Emanuela Onofri, Marco Mercuri, MariaLucia Salesi, Max Rapp Ricciardi, Trevor Archer and Serafino Ricci
Introduction: Agraphia or dysgraphia, observed often in early AD, encompasses a progressive disorganization
and degeneration of the various components of handwriting.
Methods: Deficits in writing ability, dysgraphia, and the relationship with other measures of cognitive decline were
studied in a group of 30 patients, originating from the Lazio region, Rome, Italy, presenting a moderate to relatively
severe stage of Alzheimer’s disease (AD). Extent of dysgraphia and cognitive performance was compared with a
matched group of healthy controls selected from the same region.

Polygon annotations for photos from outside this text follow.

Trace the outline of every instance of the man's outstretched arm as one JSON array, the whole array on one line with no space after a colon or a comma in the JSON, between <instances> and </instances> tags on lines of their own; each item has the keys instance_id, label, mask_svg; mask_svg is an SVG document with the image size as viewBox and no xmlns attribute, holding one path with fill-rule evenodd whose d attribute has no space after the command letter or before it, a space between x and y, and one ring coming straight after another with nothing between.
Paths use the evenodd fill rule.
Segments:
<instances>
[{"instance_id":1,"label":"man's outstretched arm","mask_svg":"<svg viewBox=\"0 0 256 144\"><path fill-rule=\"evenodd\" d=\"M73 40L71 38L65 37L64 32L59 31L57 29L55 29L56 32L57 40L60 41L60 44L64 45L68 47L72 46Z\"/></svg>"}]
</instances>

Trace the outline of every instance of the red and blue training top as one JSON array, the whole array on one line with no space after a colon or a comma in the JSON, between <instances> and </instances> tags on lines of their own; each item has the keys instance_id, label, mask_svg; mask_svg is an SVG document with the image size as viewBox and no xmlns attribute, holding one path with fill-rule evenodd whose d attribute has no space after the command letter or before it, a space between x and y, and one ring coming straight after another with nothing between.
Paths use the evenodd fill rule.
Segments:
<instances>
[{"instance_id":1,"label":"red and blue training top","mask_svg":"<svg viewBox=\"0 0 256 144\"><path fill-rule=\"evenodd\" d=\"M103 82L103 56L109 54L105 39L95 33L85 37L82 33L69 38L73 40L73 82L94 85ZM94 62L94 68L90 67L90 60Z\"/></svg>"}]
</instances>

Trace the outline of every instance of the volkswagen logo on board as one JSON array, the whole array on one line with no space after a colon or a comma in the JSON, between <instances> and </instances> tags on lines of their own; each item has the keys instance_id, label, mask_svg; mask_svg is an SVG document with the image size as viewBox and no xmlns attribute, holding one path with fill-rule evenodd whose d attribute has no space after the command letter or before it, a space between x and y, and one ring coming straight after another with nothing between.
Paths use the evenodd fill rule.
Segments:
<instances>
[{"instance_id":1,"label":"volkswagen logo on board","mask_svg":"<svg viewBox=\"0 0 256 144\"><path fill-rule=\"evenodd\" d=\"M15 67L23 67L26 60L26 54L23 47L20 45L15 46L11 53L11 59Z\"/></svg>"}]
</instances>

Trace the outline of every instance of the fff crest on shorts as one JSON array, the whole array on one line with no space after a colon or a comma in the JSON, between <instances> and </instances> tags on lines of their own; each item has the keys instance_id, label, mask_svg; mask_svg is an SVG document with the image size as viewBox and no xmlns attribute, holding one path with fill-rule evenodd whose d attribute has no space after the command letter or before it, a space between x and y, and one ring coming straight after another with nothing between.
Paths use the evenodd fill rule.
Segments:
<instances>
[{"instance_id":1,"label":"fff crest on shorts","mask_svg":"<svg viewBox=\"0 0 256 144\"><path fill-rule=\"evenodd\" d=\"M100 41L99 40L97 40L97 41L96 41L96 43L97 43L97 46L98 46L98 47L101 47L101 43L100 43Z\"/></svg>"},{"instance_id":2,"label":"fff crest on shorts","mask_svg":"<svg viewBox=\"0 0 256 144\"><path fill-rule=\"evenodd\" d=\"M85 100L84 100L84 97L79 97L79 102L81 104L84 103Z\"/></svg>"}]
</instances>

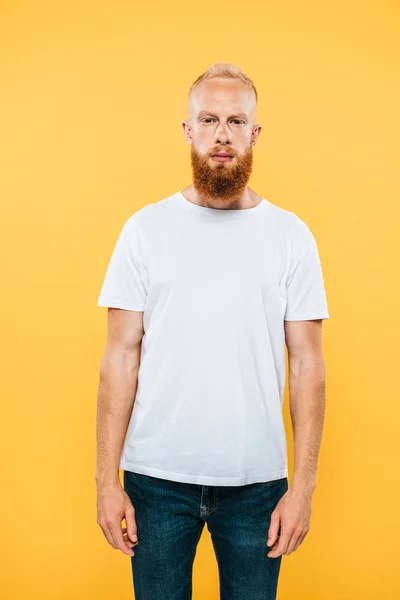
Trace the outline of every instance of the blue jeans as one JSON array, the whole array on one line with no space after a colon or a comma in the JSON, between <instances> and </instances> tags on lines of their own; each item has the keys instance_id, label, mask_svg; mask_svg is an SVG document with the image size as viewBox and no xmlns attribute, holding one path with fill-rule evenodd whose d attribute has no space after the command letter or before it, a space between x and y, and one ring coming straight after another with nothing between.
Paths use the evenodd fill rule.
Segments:
<instances>
[{"instance_id":1,"label":"blue jeans","mask_svg":"<svg viewBox=\"0 0 400 600\"><path fill-rule=\"evenodd\" d=\"M267 556L267 537L287 477L213 486L124 471L124 489L135 509L139 542L131 556L136 600L191 600L204 523L218 563L220 600L276 599L282 556Z\"/></svg>"}]
</instances>

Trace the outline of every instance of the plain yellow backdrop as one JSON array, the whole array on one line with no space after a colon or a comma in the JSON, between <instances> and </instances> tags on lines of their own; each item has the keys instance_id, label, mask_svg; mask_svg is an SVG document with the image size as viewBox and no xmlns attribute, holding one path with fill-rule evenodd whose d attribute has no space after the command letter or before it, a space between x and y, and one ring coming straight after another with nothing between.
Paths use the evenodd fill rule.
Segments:
<instances>
[{"instance_id":1,"label":"plain yellow backdrop","mask_svg":"<svg viewBox=\"0 0 400 600\"><path fill-rule=\"evenodd\" d=\"M250 186L312 229L331 315L311 529L278 597L400 598L399 17L394 1L1 3L2 600L133 597L96 523L96 303L124 221L191 183L187 92L221 60L259 93ZM290 482L287 391L284 417ZM207 528L193 598L218 598Z\"/></svg>"}]
</instances>

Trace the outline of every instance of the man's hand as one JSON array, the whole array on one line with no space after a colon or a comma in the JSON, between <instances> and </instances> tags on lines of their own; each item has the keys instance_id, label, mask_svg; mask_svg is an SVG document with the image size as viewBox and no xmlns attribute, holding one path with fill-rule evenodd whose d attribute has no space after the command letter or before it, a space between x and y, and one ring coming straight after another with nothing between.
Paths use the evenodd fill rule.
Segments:
<instances>
[{"instance_id":1,"label":"man's hand","mask_svg":"<svg viewBox=\"0 0 400 600\"><path fill-rule=\"evenodd\" d=\"M122 519L126 521L124 528ZM98 488L97 523L110 546L129 556L135 555L132 550L138 544L135 509L120 484Z\"/></svg>"},{"instance_id":2,"label":"man's hand","mask_svg":"<svg viewBox=\"0 0 400 600\"><path fill-rule=\"evenodd\" d=\"M310 529L312 492L291 490L282 496L271 515L267 545L269 558L297 550ZM278 536L279 526L281 528Z\"/></svg>"}]
</instances>

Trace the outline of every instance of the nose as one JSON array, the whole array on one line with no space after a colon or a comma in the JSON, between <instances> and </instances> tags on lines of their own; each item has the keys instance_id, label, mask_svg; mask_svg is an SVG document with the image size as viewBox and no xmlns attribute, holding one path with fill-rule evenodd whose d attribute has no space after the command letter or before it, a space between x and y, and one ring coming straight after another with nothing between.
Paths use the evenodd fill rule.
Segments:
<instances>
[{"instance_id":1,"label":"nose","mask_svg":"<svg viewBox=\"0 0 400 600\"><path fill-rule=\"evenodd\" d=\"M220 122L218 124L218 127L215 129L215 133L214 133L215 144L230 143L230 140L231 140L231 133L229 131L229 128Z\"/></svg>"}]
</instances>

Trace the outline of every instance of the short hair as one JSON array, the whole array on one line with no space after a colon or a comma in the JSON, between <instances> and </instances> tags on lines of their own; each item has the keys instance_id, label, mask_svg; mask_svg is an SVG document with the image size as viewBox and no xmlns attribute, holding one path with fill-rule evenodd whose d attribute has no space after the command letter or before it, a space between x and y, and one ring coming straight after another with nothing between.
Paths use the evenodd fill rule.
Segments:
<instances>
[{"instance_id":1,"label":"short hair","mask_svg":"<svg viewBox=\"0 0 400 600\"><path fill-rule=\"evenodd\" d=\"M206 79L212 79L213 77L225 77L226 79L238 79L242 83L244 83L248 88L251 88L256 96L256 104L258 102L258 94L256 87L253 81L248 77L245 73L243 73L242 69L237 65L233 65L232 63L218 62L211 65L207 71L204 71L197 79L194 81L189 90L189 98L193 92L193 90Z\"/></svg>"}]
</instances>

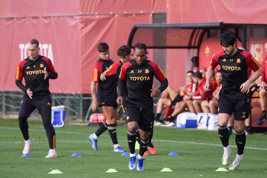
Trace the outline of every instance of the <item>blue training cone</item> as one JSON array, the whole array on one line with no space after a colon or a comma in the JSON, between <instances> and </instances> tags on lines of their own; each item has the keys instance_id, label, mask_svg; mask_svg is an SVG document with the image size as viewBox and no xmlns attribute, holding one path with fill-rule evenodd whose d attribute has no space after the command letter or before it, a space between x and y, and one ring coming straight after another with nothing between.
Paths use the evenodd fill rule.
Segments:
<instances>
[{"instance_id":1,"label":"blue training cone","mask_svg":"<svg viewBox=\"0 0 267 178\"><path fill-rule=\"evenodd\" d=\"M32 157L32 156L30 155L30 154L28 154L27 155L23 155L21 156L21 157Z\"/></svg>"},{"instance_id":2,"label":"blue training cone","mask_svg":"<svg viewBox=\"0 0 267 178\"><path fill-rule=\"evenodd\" d=\"M71 156L82 156L82 155L78 153L75 153L72 154Z\"/></svg>"},{"instance_id":3,"label":"blue training cone","mask_svg":"<svg viewBox=\"0 0 267 178\"><path fill-rule=\"evenodd\" d=\"M169 156L178 156L179 155L176 152L171 152L168 155Z\"/></svg>"},{"instance_id":4,"label":"blue training cone","mask_svg":"<svg viewBox=\"0 0 267 178\"><path fill-rule=\"evenodd\" d=\"M121 156L129 156L130 155L130 153L127 152L125 152L122 154Z\"/></svg>"}]
</instances>

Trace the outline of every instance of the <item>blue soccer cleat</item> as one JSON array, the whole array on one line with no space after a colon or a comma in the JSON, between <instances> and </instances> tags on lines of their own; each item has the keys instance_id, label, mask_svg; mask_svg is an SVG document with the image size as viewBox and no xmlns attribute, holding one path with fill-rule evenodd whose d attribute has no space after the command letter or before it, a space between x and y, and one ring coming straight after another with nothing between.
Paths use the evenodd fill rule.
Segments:
<instances>
[{"instance_id":1,"label":"blue soccer cleat","mask_svg":"<svg viewBox=\"0 0 267 178\"><path fill-rule=\"evenodd\" d=\"M119 146L114 148L113 151L114 152L125 152L125 150L122 148L120 147Z\"/></svg>"},{"instance_id":2,"label":"blue soccer cleat","mask_svg":"<svg viewBox=\"0 0 267 178\"><path fill-rule=\"evenodd\" d=\"M93 147L93 149L95 151L98 151L98 148L97 147L97 145L96 145L97 140L96 140L93 138L93 134L89 136L88 137L88 139L89 139L92 144L92 147Z\"/></svg>"},{"instance_id":3,"label":"blue soccer cleat","mask_svg":"<svg viewBox=\"0 0 267 178\"><path fill-rule=\"evenodd\" d=\"M130 157L130 161L129 163L129 169L130 170L134 170L135 169L135 161L136 160L136 157L132 156Z\"/></svg>"},{"instance_id":4,"label":"blue soccer cleat","mask_svg":"<svg viewBox=\"0 0 267 178\"><path fill-rule=\"evenodd\" d=\"M138 155L136 157L137 160L137 171L143 171L144 170L144 160L146 159L139 159L138 156Z\"/></svg>"}]
</instances>

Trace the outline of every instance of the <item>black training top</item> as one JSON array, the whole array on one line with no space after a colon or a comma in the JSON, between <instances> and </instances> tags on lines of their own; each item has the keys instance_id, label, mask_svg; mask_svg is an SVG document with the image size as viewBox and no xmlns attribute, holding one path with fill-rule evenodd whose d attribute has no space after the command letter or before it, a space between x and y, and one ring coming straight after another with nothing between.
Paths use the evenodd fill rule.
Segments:
<instances>
[{"instance_id":1,"label":"black training top","mask_svg":"<svg viewBox=\"0 0 267 178\"><path fill-rule=\"evenodd\" d=\"M114 62L111 59L108 61L100 58L93 67L91 81L98 82L97 86L97 102L98 103L115 102L117 98L116 76L112 75L102 81L100 80L101 73L108 69Z\"/></svg>"},{"instance_id":2,"label":"black training top","mask_svg":"<svg viewBox=\"0 0 267 178\"><path fill-rule=\"evenodd\" d=\"M131 61L133 60L131 59ZM106 74L106 77L108 77L111 75L116 75L116 80L117 82L119 78L120 74L120 73L121 66L123 64L122 62L120 61L117 63L114 63L111 65L108 69L104 71L104 73ZM125 89L123 90L123 97L124 98L126 98L127 96L128 96L128 90L127 88L126 88ZM126 104L126 100L123 100L123 104L124 105Z\"/></svg>"},{"instance_id":3,"label":"black training top","mask_svg":"<svg viewBox=\"0 0 267 178\"><path fill-rule=\"evenodd\" d=\"M231 99L248 99L248 94L241 92L241 85L247 80L247 68L254 71L261 66L251 54L238 49L232 56L224 51L215 53L210 63L212 69L218 65L222 71L222 89L220 95Z\"/></svg>"},{"instance_id":4,"label":"black training top","mask_svg":"<svg viewBox=\"0 0 267 178\"><path fill-rule=\"evenodd\" d=\"M44 68L48 73L48 78L44 80ZM25 86L22 84L23 77ZM49 79L55 79L58 73L51 60L47 58L39 55L35 61L28 57L21 61L17 68L16 85L25 93L24 96L29 97L27 93L28 88L33 92L33 98L40 98L50 96Z\"/></svg>"}]
</instances>

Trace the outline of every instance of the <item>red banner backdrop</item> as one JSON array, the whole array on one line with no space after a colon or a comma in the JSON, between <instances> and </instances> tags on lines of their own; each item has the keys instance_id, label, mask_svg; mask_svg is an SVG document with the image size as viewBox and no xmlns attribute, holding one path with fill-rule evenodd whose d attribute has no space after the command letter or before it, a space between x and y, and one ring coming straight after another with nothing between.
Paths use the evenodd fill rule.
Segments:
<instances>
[{"instance_id":1,"label":"red banner backdrop","mask_svg":"<svg viewBox=\"0 0 267 178\"><path fill-rule=\"evenodd\" d=\"M40 55L52 60L58 73L57 80L51 81L52 92L90 93L92 68L99 57L97 44L107 42L111 58L117 61L117 50L127 44L134 25L152 23L154 13L166 13L168 23L266 24L266 8L265 0L0 1L0 91L19 90L15 82L16 69L27 57L27 43L32 38L39 41ZM218 40L214 44L219 44ZM257 44L264 43L263 39L255 40L249 40L248 47L257 58L261 46ZM205 53L206 46L212 45L203 42L200 66L208 64L214 50L211 47L209 55ZM149 59L153 60L152 50L149 50ZM186 82L187 51L166 53L163 59L166 60L166 73L170 85L178 89Z\"/></svg>"},{"instance_id":2,"label":"red banner backdrop","mask_svg":"<svg viewBox=\"0 0 267 178\"><path fill-rule=\"evenodd\" d=\"M58 74L50 80L51 92L78 92L80 83L73 85L80 77L78 22L77 17L0 19L1 90L20 91L15 69L28 56L29 40L35 38L40 43L39 54L52 60Z\"/></svg>"}]
</instances>

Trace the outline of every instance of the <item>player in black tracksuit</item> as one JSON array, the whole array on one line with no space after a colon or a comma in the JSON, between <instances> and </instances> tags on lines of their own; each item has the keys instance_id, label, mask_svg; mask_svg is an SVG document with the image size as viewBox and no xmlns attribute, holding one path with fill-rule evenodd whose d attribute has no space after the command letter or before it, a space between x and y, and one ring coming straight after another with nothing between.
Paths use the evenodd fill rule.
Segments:
<instances>
[{"instance_id":1,"label":"player in black tracksuit","mask_svg":"<svg viewBox=\"0 0 267 178\"><path fill-rule=\"evenodd\" d=\"M128 126L127 139L130 151L129 169L135 169L136 159L135 150L136 131L139 126L141 141L137 155L137 169L144 169L143 156L148 145L150 131L152 131L154 121L153 98L159 96L168 85L166 76L156 63L146 59L146 46L137 43L134 47L135 59L123 65L118 84L119 97L117 102L126 100L126 119ZM159 88L152 89L155 76L161 83ZM126 81L126 86L125 86ZM128 95L123 97L123 89L128 89Z\"/></svg>"},{"instance_id":2,"label":"player in black tracksuit","mask_svg":"<svg viewBox=\"0 0 267 178\"><path fill-rule=\"evenodd\" d=\"M23 151L29 153L31 143L29 139L27 119L37 108L42 117L43 124L46 131L50 150L46 158L57 156L55 152L55 134L51 123L52 100L49 91L49 80L58 77L51 60L39 55L39 42L35 39L30 40L28 44L29 56L20 62L16 74L16 85L25 94L20 104L19 115L19 125L25 140ZM22 83L24 78L25 85Z\"/></svg>"}]
</instances>

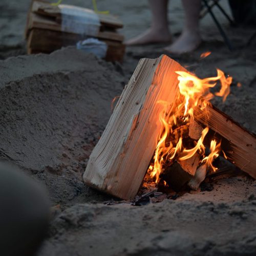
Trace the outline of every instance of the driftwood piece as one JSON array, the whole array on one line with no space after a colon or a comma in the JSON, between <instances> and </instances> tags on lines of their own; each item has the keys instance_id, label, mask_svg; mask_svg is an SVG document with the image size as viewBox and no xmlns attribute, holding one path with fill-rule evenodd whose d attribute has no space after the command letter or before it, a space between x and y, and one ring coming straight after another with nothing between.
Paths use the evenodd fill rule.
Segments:
<instances>
[{"instance_id":1,"label":"driftwood piece","mask_svg":"<svg viewBox=\"0 0 256 256\"><path fill-rule=\"evenodd\" d=\"M176 191L181 191L195 176L199 160L199 156L195 154L188 159L180 162L175 161L164 170L161 178L173 190Z\"/></svg>"},{"instance_id":2,"label":"driftwood piece","mask_svg":"<svg viewBox=\"0 0 256 256\"><path fill-rule=\"evenodd\" d=\"M216 108L207 106L207 115L199 109L194 112L197 121L210 129L205 141L221 140L227 160L256 179L256 136Z\"/></svg>"},{"instance_id":3,"label":"driftwood piece","mask_svg":"<svg viewBox=\"0 0 256 256\"><path fill-rule=\"evenodd\" d=\"M162 55L141 59L90 156L86 184L123 199L135 196L156 148L164 100L178 93L175 71L185 70Z\"/></svg>"}]
</instances>

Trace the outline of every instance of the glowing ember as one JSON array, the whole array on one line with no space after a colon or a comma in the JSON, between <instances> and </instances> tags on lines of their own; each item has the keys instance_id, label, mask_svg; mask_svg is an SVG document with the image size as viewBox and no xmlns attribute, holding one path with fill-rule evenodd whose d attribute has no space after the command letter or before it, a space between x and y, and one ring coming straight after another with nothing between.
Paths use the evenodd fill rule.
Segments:
<instances>
[{"instance_id":1,"label":"glowing ember","mask_svg":"<svg viewBox=\"0 0 256 256\"><path fill-rule=\"evenodd\" d=\"M203 52L202 53L202 54L200 55L200 58L201 59L203 59L204 58L206 58L206 57L208 56L211 53L211 52Z\"/></svg>"},{"instance_id":2,"label":"glowing ember","mask_svg":"<svg viewBox=\"0 0 256 256\"><path fill-rule=\"evenodd\" d=\"M206 53L205 53L205 54ZM179 75L179 94L176 104L170 105L168 102L159 101L163 106L159 115L161 128L157 138L157 146L154 157L154 163L150 166L148 173L156 182L159 180L159 176L167 164L174 159L182 161L193 157L198 153L201 156L200 163L206 164L214 171L217 168L212 162L221 152L221 142L217 144L212 140L210 143L210 153L205 155L204 139L209 128L206 127L202 132L201 138L194 141L194 145L187 145L184 140L184 133L189 129L189 121L194 119L195 110L199 109L208 117L206 107L209 105L209 100L215 95L222 97L225 101L230 92L231 77L226 77L224 73L217 70L217 76L200 79L195 75L183 71L176 72ZM217 81L221 84L220 90L214 94L210 89L215 87ZM224 153L224 152L223 152ZM225 156L225 153L224 153Z\"/></svg>"}]
</instances>

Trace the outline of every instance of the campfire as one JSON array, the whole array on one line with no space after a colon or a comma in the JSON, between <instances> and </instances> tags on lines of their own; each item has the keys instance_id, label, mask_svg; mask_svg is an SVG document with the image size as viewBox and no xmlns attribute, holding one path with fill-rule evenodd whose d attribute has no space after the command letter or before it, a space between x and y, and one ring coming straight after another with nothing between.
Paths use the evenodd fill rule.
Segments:
<instances>
[{"instance_id":1,"label":"campfire","mask_svg":"<svg viewBox=\"0 0 256 256\"><path fill-rule=\"evenodd\" d=\"M217 170L212 164L215 158L221 154L226 156L221 150L221 141L217 143L214 138L211 140L209 153L206 153L204 140L209 127L203 129L194 117L194 115L198 115L194 113L197 108L202 111L201 115L208 116L206 106L210 105L209 100L215 95L222 97L225 101L229 93L232 78L226 78L222 71L217 71L216 77L204 79L187 72L177 71L179 93L176 101L172 105L166 101L157 102L163 106L159 116L161 127L157 138L154 162L148 169L156 183L162 176L164 185L168 184L175 190L181 190L189 180L189 185L197 189L207 170ZM220 90L213 94L210 89L215 87L218 80ZM185 174L182 179L181 172ZM167 180L164 180L164 177Z\"/></svg>"},{"instance_id":2,"label":"campfire","mask_svg":"<svg viewBox=\"0 0 256 256\"><path fill-rule=\"evenodd\" d=\"M255 178L255 136L210 103L225 101L231 82L220 70L200 79L165 55L141 60L90 156L85 182L125 199L143 178L197 190L218 172L220 156Z\"/></svg>"}]
</instances>

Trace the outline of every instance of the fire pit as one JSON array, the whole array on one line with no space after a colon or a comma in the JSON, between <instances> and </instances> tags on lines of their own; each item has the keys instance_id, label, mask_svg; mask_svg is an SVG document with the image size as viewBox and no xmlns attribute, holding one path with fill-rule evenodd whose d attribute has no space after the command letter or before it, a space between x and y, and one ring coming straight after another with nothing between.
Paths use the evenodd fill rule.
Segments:
<instances>
[{"instance_id":1,"label":"fire pit","mask_svg":"<svg viewBox=\"0 0 256 256\"><path fill-rule=\"evenodd\" d=\"M254 178L256 137L211 105L232 78L200 79L162 55L140 60L83 174L88 184L125 199L147 182L197 190L221 156ZM219 86L215 93L210 89Z\"/></svg>"}]
</instances>

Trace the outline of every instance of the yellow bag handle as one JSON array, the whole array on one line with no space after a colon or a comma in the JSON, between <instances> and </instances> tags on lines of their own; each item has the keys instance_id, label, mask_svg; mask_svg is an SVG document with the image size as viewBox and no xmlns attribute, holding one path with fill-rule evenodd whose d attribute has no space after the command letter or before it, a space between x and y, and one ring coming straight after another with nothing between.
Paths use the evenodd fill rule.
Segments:
<instances>
[{"instance_id":1,"label":"yellow bag handle","mask_svg":"<svg viewBox=\"0 0 256 256\"><path fill-rule=\"evenodd\" d=\"M53 6L57 6L58 5L60 5L62 2L62 0L58 0L58 1L57 3L53 3L52 4L51 4L51 5ZM94 11L96 13L99 13L99 14L109 14L110 13L109 11L99 11L98 10L98 7L97 7L96 0L92 0L92 2L93 2L93 8L94 8Z\"/></svg>"}]
</instances>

Results: Several markedly strong relationships between dysgraphia and several measures of cognitive
performance in AD patients were observed concomitant with consistent deficits by this patient sample in comparison
with the matched group of healthy control subjects were obtained. Additionally, several measures of loss of functional
integrity, MMSE, ADL and IADL, were found to be associated with both dysgraphia and impairments in cognitive
Conclusions: The present results are discussed from the notion of affected brain regions underlying functions
in cognition, language and motor domains that are disturbed in AD. Marked relationships between dysgraphia and
several measures of cognitive performance in AD patients were observed concomitant with consistent deficits by this
sample in comparison with a matched group of healthy control subjects.